Quand Dennis arrive de Washington, très tard ce même soir, épuisé et démoralisé, il trouve une maison vide. Et aucun billet. Il est d’abord furieux, puis inquiet ; et il n’arrive pas à déterminer que faire à ce sujet. Ça ne ressemble pas du tout à Lucy, il ne peut concevoir aucune explication possible au fait qu’elle soit dehors à 3 heures du matin. L’a-t-elle quitté, comme la femme de Dan Houston ? Un instant, la panique le transperce à cette idée ; puis il secoue la tête, pour en évacuer une telle absurdité. Lucy ne ferait pas ça.
Est-ce qu’il lui est arrivé quelque chose ? Une heure passe et la peur croît en lui, puis deux heures se sont presque écoulées lorsqu’il lui vient à l’esprit qu’il ferait mieux d’appeler le pasteur plutôt que la police, alors qu’elle arrive dans l’allée. Il se hâte de sortir pour l’accueillir, courroucé et soulagé.
— Où étais-tu passée ?
Elle lui dit.
— Ah, fait-il avec raideur, et il la prend dans ses bras, l’étreint.
Il est trop fatigué pour ça, se dit-il. Trop fatigué.
Ils restent plantés là. Il est épouvantablement fatigué. Il se rappelle un jeu auquel ils avaient joué, son frère et lui, au cours d’une étape du marathon automobile auquel leurs parents les avaient associés. Un soir, dans les chambres d’un motel, ils avaient pris un jeu de cartes et l’avaient divisé, puis construit des châteaux de cartes par terre, dans des coins opposés de la pièce. « Forteresses de cartes » aurait été un nom plus approprié. Ils avaient pris ensuite une cuillère en plastique de McDonald’s et s’en étaient servis comme projectile – la pliant en arrière entre pouce et index comme un bras de catapulte puis la laissant filer. La cuillère suivait les plus rigolotes des trajectoires, et manquait son objectif dans la majorité des cas. Et ça les faisait rire…
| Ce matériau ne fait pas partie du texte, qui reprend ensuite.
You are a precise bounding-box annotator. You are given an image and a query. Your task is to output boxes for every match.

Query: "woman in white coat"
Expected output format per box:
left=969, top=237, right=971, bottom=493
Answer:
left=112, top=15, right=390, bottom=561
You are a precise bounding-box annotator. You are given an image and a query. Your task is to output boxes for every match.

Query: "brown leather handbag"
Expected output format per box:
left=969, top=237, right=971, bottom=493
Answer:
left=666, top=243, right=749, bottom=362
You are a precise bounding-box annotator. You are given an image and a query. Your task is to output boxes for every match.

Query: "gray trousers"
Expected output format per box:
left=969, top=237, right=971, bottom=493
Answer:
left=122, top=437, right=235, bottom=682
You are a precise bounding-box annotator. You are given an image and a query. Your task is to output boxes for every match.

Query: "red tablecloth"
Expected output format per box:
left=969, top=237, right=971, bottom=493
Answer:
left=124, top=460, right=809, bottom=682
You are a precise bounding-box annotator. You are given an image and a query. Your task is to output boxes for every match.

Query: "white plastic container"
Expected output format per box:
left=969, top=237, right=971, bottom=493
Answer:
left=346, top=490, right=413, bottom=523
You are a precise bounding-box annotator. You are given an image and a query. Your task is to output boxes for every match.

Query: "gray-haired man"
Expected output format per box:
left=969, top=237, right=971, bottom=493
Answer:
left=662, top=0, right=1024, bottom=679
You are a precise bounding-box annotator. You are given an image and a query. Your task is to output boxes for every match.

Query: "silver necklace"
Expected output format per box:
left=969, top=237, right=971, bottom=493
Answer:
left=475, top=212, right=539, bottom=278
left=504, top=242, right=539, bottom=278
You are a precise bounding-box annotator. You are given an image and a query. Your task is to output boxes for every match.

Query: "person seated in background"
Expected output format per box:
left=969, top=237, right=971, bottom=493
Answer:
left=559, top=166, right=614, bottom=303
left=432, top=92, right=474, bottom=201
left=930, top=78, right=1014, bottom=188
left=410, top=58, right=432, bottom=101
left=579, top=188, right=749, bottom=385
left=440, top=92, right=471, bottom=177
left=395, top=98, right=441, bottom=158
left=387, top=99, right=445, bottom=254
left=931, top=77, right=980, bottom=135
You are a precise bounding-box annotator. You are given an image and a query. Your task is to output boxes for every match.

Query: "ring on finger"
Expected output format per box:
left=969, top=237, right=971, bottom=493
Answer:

Et quand la cuillère touchait les châteaux de cartes, c’était tellement intéressant ; peu importait celui de qui était touché, c’était un vrai bonheur de voir ce qui se passait. Ils s’aperçurent que les châteaux de cartes avaient deux façons de réagir quand ils étaient atteints de plein fouet. Tou-ouap ! Soit ils s’effondraient instantanément, et les cartes se dispersaient, soit ils résistaient, s’affaissaient un peu, et lors de leur affaissement perdaient peu ou pas de leur intégrité structurelle, de leur capacité à tenir debout. Peut-être sa curiosité sur ce point fit-elle de Dennis un ingénieur.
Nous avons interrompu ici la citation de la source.